I’ve been a Red Cross Blood Donor since the 80’s, and have given gallons of blood. Blood donation is mildly inconvenient, not painful, and saves lives. It is something I feel very strongly about, and I regular encourage others to become donors too (especially in the winter when blood supplies run dangerously low). About 7 or 8 years ago I stopped giving blood, and instead become an aphaeresis donor. I had never even heard of aphaeresis before then, but a friend of the family needed bone marrow, I took the blood test and did not match, but I was an HLA match and was thus able to give him platelets. And that’s how I learned about aphaeresis, a slightly more complicated form of blood donation that allows for the collection of specific blood components (most commonly platelets and plasma). Aphaeresis collection usually involves two needles, one in each arm, whole blood is drawn from one arm, passed through a centrifuge where the parts can be separated and collected, and then returned into the other arm. Like blood donation, the process is not painful, but unlike blood donation, it is very inconvenient as the process takes up to 2 hours (as opposed to 15-20 minutes for whole blood). Another important difference, donors must wait 56 days between whole blood donations, but aphaeresis donors may donate every 3 days if needed, and so aphaeresis donors often get emergency requests to donate when specific components are needed for specific patients (often the same patients to whom they just donated too). There are very few aphaeresis donors, and so my 39 aphaeresis donations were important, even more so as isolated blood components have a very short shelf life (far less than that of whole blood).

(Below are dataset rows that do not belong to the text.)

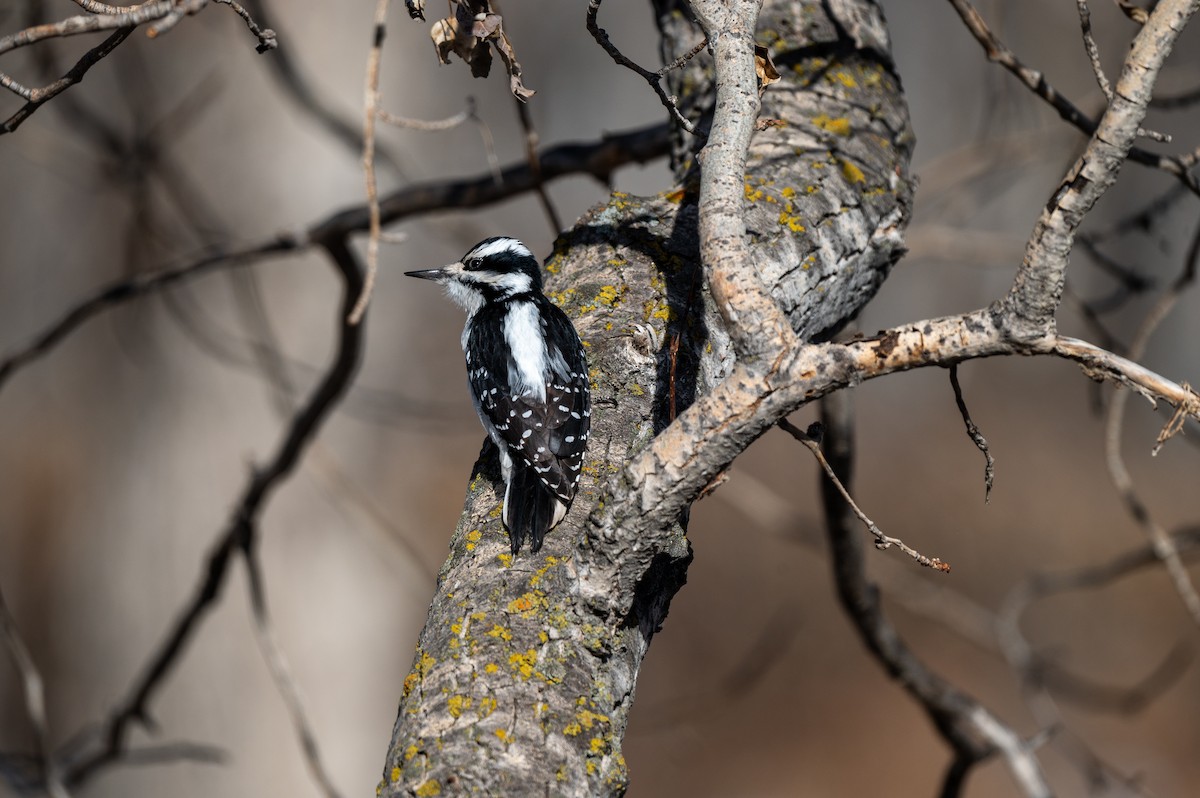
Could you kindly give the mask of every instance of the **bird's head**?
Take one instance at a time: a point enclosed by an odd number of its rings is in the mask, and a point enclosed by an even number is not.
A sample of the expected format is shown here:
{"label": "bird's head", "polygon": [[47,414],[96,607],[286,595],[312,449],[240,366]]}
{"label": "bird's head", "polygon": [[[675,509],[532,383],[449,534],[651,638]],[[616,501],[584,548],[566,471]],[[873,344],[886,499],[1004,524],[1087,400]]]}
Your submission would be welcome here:
{"label": "bird's head", "polygon": [[506,236],[485,239],[440,269],[406,271],[442,283],[457,305],[474,314],[487,302],[541,292],[541,268],[529,248]]}

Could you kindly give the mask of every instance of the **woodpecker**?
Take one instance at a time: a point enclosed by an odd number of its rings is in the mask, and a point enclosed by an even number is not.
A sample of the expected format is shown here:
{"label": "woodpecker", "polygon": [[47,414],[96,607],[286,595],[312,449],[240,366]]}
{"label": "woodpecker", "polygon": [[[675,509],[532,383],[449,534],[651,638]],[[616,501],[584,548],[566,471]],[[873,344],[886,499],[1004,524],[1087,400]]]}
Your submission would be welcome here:
{"label": "woodpecker", "polygon": [[592,424],[583,344],[541,293],[541,269],[516,239],[480,241],[432,280],[467,311],[462,353],[479,420],[500,452],[504,526],[512,553],[536,552],[566,515]]}

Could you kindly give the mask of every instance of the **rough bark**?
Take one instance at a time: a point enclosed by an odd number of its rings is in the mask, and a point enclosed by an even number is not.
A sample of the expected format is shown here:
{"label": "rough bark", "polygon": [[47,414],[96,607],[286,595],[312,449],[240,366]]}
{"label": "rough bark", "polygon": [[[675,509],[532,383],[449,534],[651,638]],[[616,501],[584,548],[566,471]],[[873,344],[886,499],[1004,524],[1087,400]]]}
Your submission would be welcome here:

But I am no longer a donor. On my 40th visit to the local collection center, I was rejected. The reason? Fear of variant Creutzfeld Jacob Disease, more commonly known as Mad Cow Disease. New guidelines dictate that persons living for more than 3 months in England (and some additional locations) since 1980 are ineligible to donate so as to “keep vCJD out of the blood supply by avoiding collections from those who have been where this disease is found”. This, even though (quoting from the Red Cross) “There is no evidence that vCJD can be transmitted from donors to patients through transfusion” (the EU is reported to have received the first report of infection via transfusion, but this has yet to be verified). So, as a potential Mad Cow victim I am no longer eligible to donate blood or platelets. Sound policy? I am not so sure; to date the number of Mad Cow victims worldwide is estimated at under 150, compared to over 20,000 leukemia related deaths in 2003 in the USA alone. So, because of a far-fetched and as yet uncorroborated concern that may affect a very small number of people, thousands of leukemia patients risk not having the platelets they need to help they fight infection while undergoing therapy or recovering from transplants, or risk having to receive donations from multiple donors which greatly increases the odds of serious immune system reactions. And that is just leukemia patients, and just aphaeresis. The Red Cross has announced that its blood supply is “critically” low, and at the same time turns away donors due to rather far-fetched concerns.
The truth is that this is not the Red Cross’ fault. They have to follow Center for Disease Control guidelines, and when I contacted the CDC they basically said “sorry, that is policy for now, but it may change in the future”. But I have to wonder, is this policy driven by science and sound thinking or by fear of litigation? After all, there have been recent lawsuits against Blood Services by recipients who tragically contracted HIV via contaminated transfused blood. (I am not going comment on the validity of these lawsuits, frivolous litigation is a subject unto itself, um, oops, I guess I just did comment on it). I believe that the CDC has done a serious disservice to those most needing help by literally throttling the blood supply. Put it this way, if a leukemia patient was offered platelets and told that “the donor comes from a country where 100 people (.00016% of the population) died from contaminated cows, but there is no evidence that the donor did indeed ingest a Mad Cow, the odds are less than 0.01% that he did, and even if he did there is no evidence to suggest that the disease would be passed on to you, so do you want the platelets?”, what do you think the patient would say? Ironically, the Bone Marrow Registry does just this; although I can no longer give blood, I am still listed in the National Registry, and if I am ever found to be a match, the potential recipient will be given the choice of whether or not to accept my marrow; that makes lots of sense to me.
So why bring this up now? The US has its first mad cow (up in Washington State). Thousands of pounds of beef have been recalled in 8 states, the public is starting to panic, Japan has already banned US beef imports, and health officials are torn between the need to contain the potential risk and the fear of crippling the $40 billion a year beef industry (the impact on the economy and jobs in an election year must be terrifying the administration). But thus far I have yet to see what the CDC plans to do; should everyone living in the US be banned from blood donation too? That would be devastating, and is unlikely to happen. But maybe this new concern could force the CDC to rethink those guidelines that eliminated thousands of donors (including me). I hope so, as soon as they’ll accept me, I’ll be back in line!